Learning more about a topic expands your capacity for emotion. In this sense, research has the power to change us. It invites us to think and feel things about the world with ever-greater depth.


In fact, all writing is research, and every “paper” is a research paper. In each writing act we’re trying to learn something more about ourselves and the worlds we inhabit. Even if you don’t draw from an outside source—either a secondary source you found through, say, library resources, or a primary source you found through your own information gathering—you may still be drawing from your own experience, or at least offering your own claims. And those are forms of research, too.


So why do we do research? For one, it provides us with a check-and-balance system for claims. It also provides credibility for our claims. Credibility is more important now than ever. If you don’t believe this claim, consider the example of “fake news.” A recent study at Stanford University looked at students’ understanding of how credibility works on the internet. In one part of the study, students were asked to review Washington, D.C., lobbyist-run website MinimumWage.com. The study states:


In open web searches, only nine percent of high school students in an Advanced Placement history course were able to see through MinimumWage.com’s language to determine that it was a front group for a D.C. lobbyist . . . Among college students the results were actually worse: Ninety-three percent of students were snared. The simple act of Googling “Employment Policies Institute” and the word “funding” turns up [a] Salon article [discussing the website as an “Industry PR Firm Posing as a Think Tank”] along with a host of other exposés. Most students never moved beyond the site itself. (Wineburg 5)

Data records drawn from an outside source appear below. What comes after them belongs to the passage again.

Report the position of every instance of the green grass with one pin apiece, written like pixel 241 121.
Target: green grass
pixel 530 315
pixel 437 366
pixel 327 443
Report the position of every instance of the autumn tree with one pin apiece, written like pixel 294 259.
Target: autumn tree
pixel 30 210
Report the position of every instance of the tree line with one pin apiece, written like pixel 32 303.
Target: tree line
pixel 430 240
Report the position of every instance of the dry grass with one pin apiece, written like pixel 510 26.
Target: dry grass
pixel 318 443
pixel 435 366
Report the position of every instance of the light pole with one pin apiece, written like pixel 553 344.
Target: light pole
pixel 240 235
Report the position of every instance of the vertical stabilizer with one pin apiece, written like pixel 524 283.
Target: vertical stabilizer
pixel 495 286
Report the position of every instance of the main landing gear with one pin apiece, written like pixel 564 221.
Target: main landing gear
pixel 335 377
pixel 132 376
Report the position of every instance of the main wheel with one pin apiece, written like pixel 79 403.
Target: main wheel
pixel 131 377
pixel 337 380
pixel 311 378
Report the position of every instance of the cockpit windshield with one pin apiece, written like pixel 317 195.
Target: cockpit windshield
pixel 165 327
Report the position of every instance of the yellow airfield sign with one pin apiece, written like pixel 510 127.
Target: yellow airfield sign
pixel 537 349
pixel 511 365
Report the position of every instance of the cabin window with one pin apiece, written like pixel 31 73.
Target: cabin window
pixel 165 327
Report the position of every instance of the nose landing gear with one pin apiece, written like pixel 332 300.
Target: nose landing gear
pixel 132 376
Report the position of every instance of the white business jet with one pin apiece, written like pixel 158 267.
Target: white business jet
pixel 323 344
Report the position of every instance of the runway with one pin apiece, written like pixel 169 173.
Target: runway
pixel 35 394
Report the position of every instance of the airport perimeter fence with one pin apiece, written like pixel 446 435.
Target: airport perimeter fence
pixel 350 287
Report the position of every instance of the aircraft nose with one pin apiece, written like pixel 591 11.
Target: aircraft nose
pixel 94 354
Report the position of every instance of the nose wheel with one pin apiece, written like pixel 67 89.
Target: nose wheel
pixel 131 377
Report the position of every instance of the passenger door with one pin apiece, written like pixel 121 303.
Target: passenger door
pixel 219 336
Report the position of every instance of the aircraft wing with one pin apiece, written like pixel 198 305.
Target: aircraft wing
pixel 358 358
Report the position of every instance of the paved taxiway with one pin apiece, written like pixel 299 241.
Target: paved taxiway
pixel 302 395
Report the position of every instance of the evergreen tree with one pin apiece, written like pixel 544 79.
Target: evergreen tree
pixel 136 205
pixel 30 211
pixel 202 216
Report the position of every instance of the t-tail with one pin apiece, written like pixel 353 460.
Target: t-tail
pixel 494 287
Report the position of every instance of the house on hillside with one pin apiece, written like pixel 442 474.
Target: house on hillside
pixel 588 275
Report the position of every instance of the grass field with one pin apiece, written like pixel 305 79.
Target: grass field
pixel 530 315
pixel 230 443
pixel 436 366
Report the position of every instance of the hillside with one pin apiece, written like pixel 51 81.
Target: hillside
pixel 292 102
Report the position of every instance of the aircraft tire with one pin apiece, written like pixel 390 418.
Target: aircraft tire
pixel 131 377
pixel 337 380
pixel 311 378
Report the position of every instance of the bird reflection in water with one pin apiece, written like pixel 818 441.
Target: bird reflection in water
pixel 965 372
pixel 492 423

To repeat, this study found that only 7% of college students were able to see that a source was not credible.


The study also showed that the majority of students were unfamiliar with the phrase “sponsored content,” which appears on advertisements intentionally designed to look like articles. Many students were unable to discern whether something posted on social media was simply popular or whether it actually was true. One student suggested a source was credible because it had “a large following on Twitter.”


Credibility contributes to the ethos of the person making the claim. Without ethos, a person may not have a valid reason to be believed, or may have trouble reaching their audience. In a way, integrating research gives the writer an opportunity to practice a kind of humility—of drawing upon the work of someone with more expertise. Research ensures that the author has engaged in a process of listening to a conversation of key voices—and has then joined the conversation.

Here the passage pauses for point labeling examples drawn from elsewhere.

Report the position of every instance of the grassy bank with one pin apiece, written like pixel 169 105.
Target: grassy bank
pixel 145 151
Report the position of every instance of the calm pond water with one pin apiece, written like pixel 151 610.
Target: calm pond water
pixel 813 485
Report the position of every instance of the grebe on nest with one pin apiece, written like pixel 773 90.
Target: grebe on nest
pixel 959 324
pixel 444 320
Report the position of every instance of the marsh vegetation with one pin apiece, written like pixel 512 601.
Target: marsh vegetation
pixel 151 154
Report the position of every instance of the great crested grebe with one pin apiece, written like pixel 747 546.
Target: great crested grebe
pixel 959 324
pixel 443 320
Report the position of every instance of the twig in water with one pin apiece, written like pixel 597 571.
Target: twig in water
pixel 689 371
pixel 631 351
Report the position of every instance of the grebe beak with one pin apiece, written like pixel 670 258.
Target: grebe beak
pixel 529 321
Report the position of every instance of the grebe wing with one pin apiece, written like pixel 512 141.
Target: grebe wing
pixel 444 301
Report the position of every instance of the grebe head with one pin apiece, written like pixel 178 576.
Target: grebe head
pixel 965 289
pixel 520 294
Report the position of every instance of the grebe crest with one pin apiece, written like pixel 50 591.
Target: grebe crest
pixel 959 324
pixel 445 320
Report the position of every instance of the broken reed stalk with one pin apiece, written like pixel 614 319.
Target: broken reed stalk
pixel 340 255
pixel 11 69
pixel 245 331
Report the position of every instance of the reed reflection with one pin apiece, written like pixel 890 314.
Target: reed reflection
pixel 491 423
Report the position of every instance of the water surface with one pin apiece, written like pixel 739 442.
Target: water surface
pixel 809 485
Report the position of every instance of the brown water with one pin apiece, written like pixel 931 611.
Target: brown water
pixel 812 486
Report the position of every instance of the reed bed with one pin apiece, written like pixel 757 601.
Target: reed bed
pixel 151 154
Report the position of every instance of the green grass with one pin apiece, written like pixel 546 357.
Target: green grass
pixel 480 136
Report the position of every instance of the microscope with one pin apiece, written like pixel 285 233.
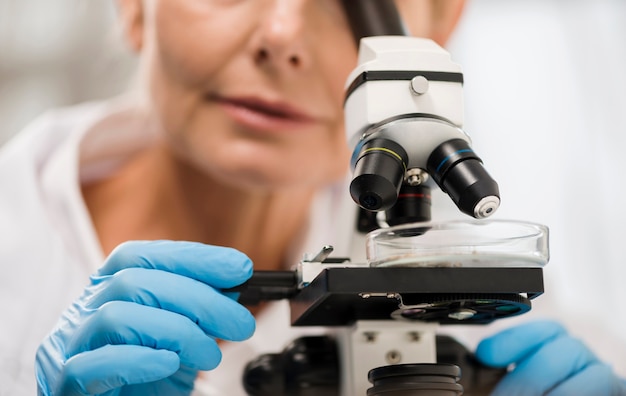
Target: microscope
pixel 404 118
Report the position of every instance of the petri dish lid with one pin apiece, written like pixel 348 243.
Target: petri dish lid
pixel 462 243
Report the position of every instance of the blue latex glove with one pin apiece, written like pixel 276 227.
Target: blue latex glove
pixel 547 361
pixel 147 322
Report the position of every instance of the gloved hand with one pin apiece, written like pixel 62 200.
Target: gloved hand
pixel 547 361
pixel 147 322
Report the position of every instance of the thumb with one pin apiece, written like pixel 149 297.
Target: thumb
pixel 114 366
pixel 514 344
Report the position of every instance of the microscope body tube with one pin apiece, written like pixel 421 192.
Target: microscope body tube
pixel 407 91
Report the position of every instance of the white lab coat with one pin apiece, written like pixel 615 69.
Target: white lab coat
pixel 48 246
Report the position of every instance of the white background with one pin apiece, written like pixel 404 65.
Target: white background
pixel 545 87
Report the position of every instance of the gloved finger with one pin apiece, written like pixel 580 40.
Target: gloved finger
pixel 217 266
pixel 514 344
pixel 552 364
pixel 119 323
pixel 112 366
pixel 596 379
pixel 216 314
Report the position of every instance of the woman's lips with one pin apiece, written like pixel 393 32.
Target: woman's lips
pixel 263 115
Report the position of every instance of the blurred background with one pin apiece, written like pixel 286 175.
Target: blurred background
pixel 56 53
pixel 545 87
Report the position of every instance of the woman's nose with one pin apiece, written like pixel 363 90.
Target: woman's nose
pixel 280 41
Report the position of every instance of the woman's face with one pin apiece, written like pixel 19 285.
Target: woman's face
pixel 251 91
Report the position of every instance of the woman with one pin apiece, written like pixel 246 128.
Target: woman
pixel 236 143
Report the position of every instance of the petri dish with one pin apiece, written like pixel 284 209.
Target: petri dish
pixel 462 243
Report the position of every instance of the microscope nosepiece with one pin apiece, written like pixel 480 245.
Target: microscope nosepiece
pixel 378 172
pixel 460 173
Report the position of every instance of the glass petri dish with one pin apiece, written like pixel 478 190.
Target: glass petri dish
pixel 463 243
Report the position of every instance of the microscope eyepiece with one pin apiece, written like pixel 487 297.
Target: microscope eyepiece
pixel 378 172
pixel 459 172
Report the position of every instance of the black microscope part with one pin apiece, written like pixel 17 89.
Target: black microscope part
pixel 413 205
pixel 373 18
pixel 459 172
pixel 309 366
pixel 378 174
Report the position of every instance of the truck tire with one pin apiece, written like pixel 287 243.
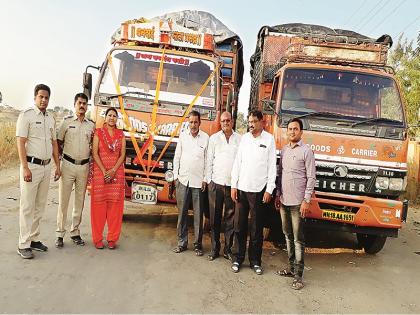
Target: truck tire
pixel 372 244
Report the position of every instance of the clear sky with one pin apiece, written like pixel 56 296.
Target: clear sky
pixel 53 41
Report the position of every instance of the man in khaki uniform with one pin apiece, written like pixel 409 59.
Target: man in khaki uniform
pixel 75 135
pixel 36 141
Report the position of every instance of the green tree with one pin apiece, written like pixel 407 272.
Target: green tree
pixel 405 59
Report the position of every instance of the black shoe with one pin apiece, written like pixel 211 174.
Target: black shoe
pixel 78 240
pixel 257 269
pixel 39 246
pixel 235 267
pixel 213 256
pixel 59 242
pixel 25 253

This section introduces the research process, discusses finding, evaluating, and incorporating sources into your own writing, explains ways of finding a thesis for your research project (“Stasis Theory”) and ways of organizing your writing in this genre (“Using Toulmin to Organize Your Thinking” and “Organizing an Argument”).

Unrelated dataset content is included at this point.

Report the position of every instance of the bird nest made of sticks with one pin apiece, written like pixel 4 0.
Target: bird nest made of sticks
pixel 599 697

Examples of research-based genres of writing in this section include anthropologist Emily Martin’s classic piece on how sexism influences how we view “objective” scientific findings (“The Egg and the Sperm); “Is Google Making Us Stupid?” in which tech writer Nicholas Carr examines scientific research into technology’s effects on our brains; “Tip Jars and the New Economy” by sociologist Dalton Conley, which explores the social and economic implications of tipping culture for service workers and society as a whole. In “The Russians Are (Still?) Coming,” Baruch student Arin Kukharsky argues that the U.S. film industry has helped create and perpetuate stereotypes about Russian people for economic and political reasons, and in “Avoiding Misconceptions: Immigrants are Beneficial to Society,” student Suhaib Qasim uses research to dispel negative stereotypes about immigration in America.


Work Cited


Wineburg, Sam, et. al.. Evaluating Information: The Cornerstone of Civic Online Reasoning. Stanford, CA: Stanford Digital Repository, 2016.